Britt told a funny story about being on Palmer’s bag for the first time at Augusta National during Masters week in 1999. Palmer had practiced chipping before his round, and Britt had forgotten to clean the club afterward. So when he handed the same club to Palmer just off the first green, Palmer saw the caked-on grass, gave Britt a little wink, reached for the towel and wiped off the face. Nary a word was spoken, but the lesson was imparted.
“There was a lot of that,” Britt said. “Unspoken things that he didn’t have to say a word, but he never had to tell me again. It wasn’t a stern look; it was very subtle. There was something about the way he conveyed messages to me. There was a lot of that in business, too – but on the golf course, you’re under more scrutiny. He’d get his message across.”
And off the two went for more than 15 years, Palmer (who flew his own plane until February of 2011) heading off to events with Britt at his side. Skins Games, tournaments in Hawaii, corporate outings, across the pond to the Open Championship … Britt said one thing was constant. He never did get to see much of the towns he visited because his boss was such a hard worker. Even in his later years, Palmer was grinding on his game, every day.

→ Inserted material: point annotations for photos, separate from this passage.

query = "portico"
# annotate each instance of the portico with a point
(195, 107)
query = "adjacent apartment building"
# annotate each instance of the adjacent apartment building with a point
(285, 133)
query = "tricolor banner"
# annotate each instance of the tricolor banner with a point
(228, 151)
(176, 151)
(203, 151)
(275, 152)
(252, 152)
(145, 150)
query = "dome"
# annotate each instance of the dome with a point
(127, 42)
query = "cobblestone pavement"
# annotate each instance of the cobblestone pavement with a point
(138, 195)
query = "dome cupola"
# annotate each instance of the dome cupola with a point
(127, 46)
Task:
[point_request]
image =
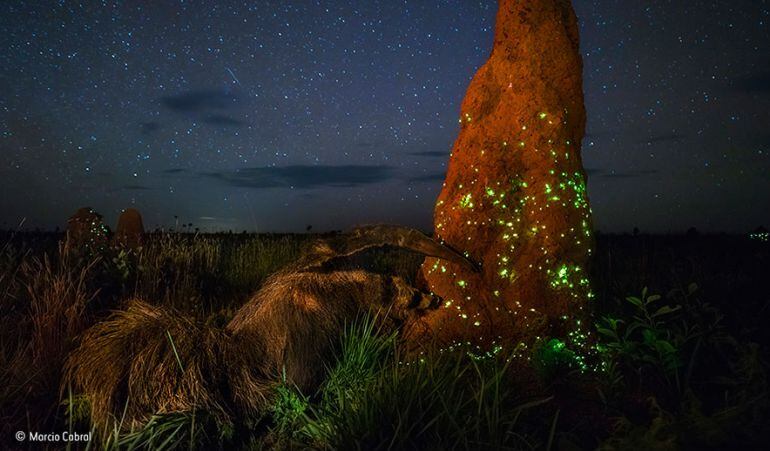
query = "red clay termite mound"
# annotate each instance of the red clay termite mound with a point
(514, 198)
(85, 230)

Britt keeps an office upstairs above the men’s locker room at Bay Hill, right next to where his boss used to hold court every day. Britt says he will scale the steps to the second floor and miss the scent of Palmer’s strong cologne that once dominated the space upstairs. The King is gone, but his legacy, and the tournament he brought to Bay Hill some 40 years ago (the former Citrus Open played across town at Rio Pinar) lives on.

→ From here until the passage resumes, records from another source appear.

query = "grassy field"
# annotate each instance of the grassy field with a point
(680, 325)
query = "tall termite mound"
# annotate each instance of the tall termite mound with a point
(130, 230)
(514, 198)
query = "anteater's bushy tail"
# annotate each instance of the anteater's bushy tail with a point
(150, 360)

Britt misses his boss all the time, and he misses seeing all the familiar faces he’d run into at events around the country. The relationships. Bay Hill and the Masters always were two special tournaments. At Bay Hill, Palmer would cap a busy week by spending time on Sunday in the Lexington Cottage adjacent to the 18th fairway, watching the tournament as it unfolded and heading up to the 18th green as the champion putted out. Palmer spent more than a year of his life at Augusta National, so that, too, was like a second home. In his last trip there, in April 2016, there were two empty chairs on the first tee prior to the famed Honorary Starters teeing off. Buzzy Johnson, senior director of the Masters, made sure that those seats were filled by Palmer and Britt. There, Palmer, in failing health, thanked his adoring fans at Augusta National with one final, signature thumbs up.
“That was really emotional,” Britt said. “You sensed that was going to be the last time that he was there.”
Britt says he owes so much to Palmer. Palmer taught Britt about work ethic early on and gave him his career. Britt would meet his wife, Kristin, because he was with Palmer spending time in Orlando one winter. Britt got married on the putting green outside the dining room, and Arnold and Kit Gawthrup, who would become Palmer’s second wife, were in attendance. The Britts’ two children were born at Orlando’s Winnie Palmer Hospital.
“I pinch myself constantly,” Britt said. “He’s been such a huge part of my life. I mean … I’ve known him since I was 12 years old.”